To increase the VM’s memory allocation from within Trellis, try creating a vagrant.default.yml file containing at least:
vagrant_memory: 2048 # Increase VM's memory to 2GiB
You’ll likely need to vagrant destroy && vagrant up for that change to take effect, but perhaps not. It’s been a while since I’ve used Vagrant!
That’s interesting - so the VM is failing to communicate with your host machine’s NFS server on 192.168.56.1.
This kind of error would usually suggest a network interruption in the case of a traditional NFS setup (ie. over physical link) or perhaps nfsd is quitting for some reason.
Is there any reason why your network configuration may change or interfaces be stopped / started while you are using the VM? Perhaps VPN software, or similar?
nfsd on OSX seems to log via syslog() so is there anything NFS related in there? Try checking /private/var/log/system.log (on your host machine) for NFS related messages. I’d probably run tail -f /private/var/log/system.log | grep nfs and then try and make a VM crash.
You may also find the OSX syslog at /var/log/system.log
This might be a permissions issue. It’s probably a good time to reinstall VirtualBox and see if that fixes things. If not - does /Applications/VirtualBox.app/Contents/MacOS/VBoxRT.dylib exist and who owns / what permissions?
I can’t reach a file inside application content with the terminal (I don’t know how), but I can use the GUI to see it, is that enough? In file is there and has read and write permission for system.
The first time the bug appeared I reinstalled VBox updating to the latest version and the problem persists.
It’s often not a good thing to recommend a different technology to solve a problem with another one… but it might be worthwhile giving trellis-cli’s new VM integration a try because it entirely avoids NFS, which is a very common issue with VMs.
See Local Development | Trellis Docs | Roots for more info. There’s a section on migrating as well; so you don’t need to fully commit to moving off Vagrant. You can try out both (just not at the exact same time).
Thank you. That sounds good. I have tried to use it but it does not support my OS (Big Sur). I’m having trouble upgrading to Ventura on my hackintosh. I’ll have to dedicate a few days to that matter, finally.
Thanks for your reply! I had to wait a bit before another freeze happened
After rebooting I ran the journalctl command but I can’t see any killed process lines.
The freeze just happened around 11:17 and the last line of the last boot was at 10:12.

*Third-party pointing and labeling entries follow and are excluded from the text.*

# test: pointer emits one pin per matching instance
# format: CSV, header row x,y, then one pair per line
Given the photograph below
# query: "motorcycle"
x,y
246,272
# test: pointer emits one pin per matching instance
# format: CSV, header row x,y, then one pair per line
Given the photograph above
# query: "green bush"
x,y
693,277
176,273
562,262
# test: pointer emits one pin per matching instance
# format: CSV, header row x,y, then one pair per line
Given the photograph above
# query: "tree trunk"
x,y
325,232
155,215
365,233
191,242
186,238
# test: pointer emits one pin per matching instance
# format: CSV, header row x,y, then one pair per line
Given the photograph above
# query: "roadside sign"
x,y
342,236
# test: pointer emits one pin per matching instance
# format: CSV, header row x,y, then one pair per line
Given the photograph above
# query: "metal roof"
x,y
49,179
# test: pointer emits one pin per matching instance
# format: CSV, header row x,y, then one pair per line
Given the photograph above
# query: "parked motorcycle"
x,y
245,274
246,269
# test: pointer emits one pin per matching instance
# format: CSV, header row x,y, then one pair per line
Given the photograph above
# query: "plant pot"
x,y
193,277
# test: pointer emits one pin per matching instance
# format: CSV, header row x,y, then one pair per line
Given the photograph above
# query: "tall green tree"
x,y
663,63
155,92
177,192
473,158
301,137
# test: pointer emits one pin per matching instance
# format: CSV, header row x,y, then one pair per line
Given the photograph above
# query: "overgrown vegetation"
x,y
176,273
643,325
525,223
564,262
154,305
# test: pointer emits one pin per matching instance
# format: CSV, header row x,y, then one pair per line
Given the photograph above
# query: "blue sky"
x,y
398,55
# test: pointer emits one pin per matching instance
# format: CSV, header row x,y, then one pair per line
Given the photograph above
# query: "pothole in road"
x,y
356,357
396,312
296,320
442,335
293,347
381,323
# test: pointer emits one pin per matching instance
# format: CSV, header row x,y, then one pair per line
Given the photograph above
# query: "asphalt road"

The system.log also doesn’t show any info about nfs when running: tail -f /private/var/log/system.log | grep nfs
In /Library/logs/parallels.log I only see this line around the time of freeze:
04-06 11:17:40.759 F /pvsHostInfo:620:1d28/ hw.cpufrequency error = 2
But that hw.cpufrequency error is in there a lot.
Not sure what else to check?
Just another freeze, this time the journalctl has this at the end:
Apr 06 11:23:27.761941 ona kernel: FS-Cache: Loaded
Apr 06 11:23:27.777950 ona kernel: FS-Cache: Netfs 'nfs' registered for caching
Apr 06 11:27:04.054052 ona kernel: nfs: server 10.211.55.2 not responding, still trying
So similar as @aitor’s.
But I’m using Parallels Desktop and not Virtualbox?
In /etc/hosts this project is the only one that has this line added after:
I’m facing the same problem and have to perform a vagrant reload every 30 mins or so. Unfortunately, Lima isn’t an option for me because I can’t run Ventura on my Late 2015 iMac :-/
On top of that, I’m not able to connect to the ipv4 address either.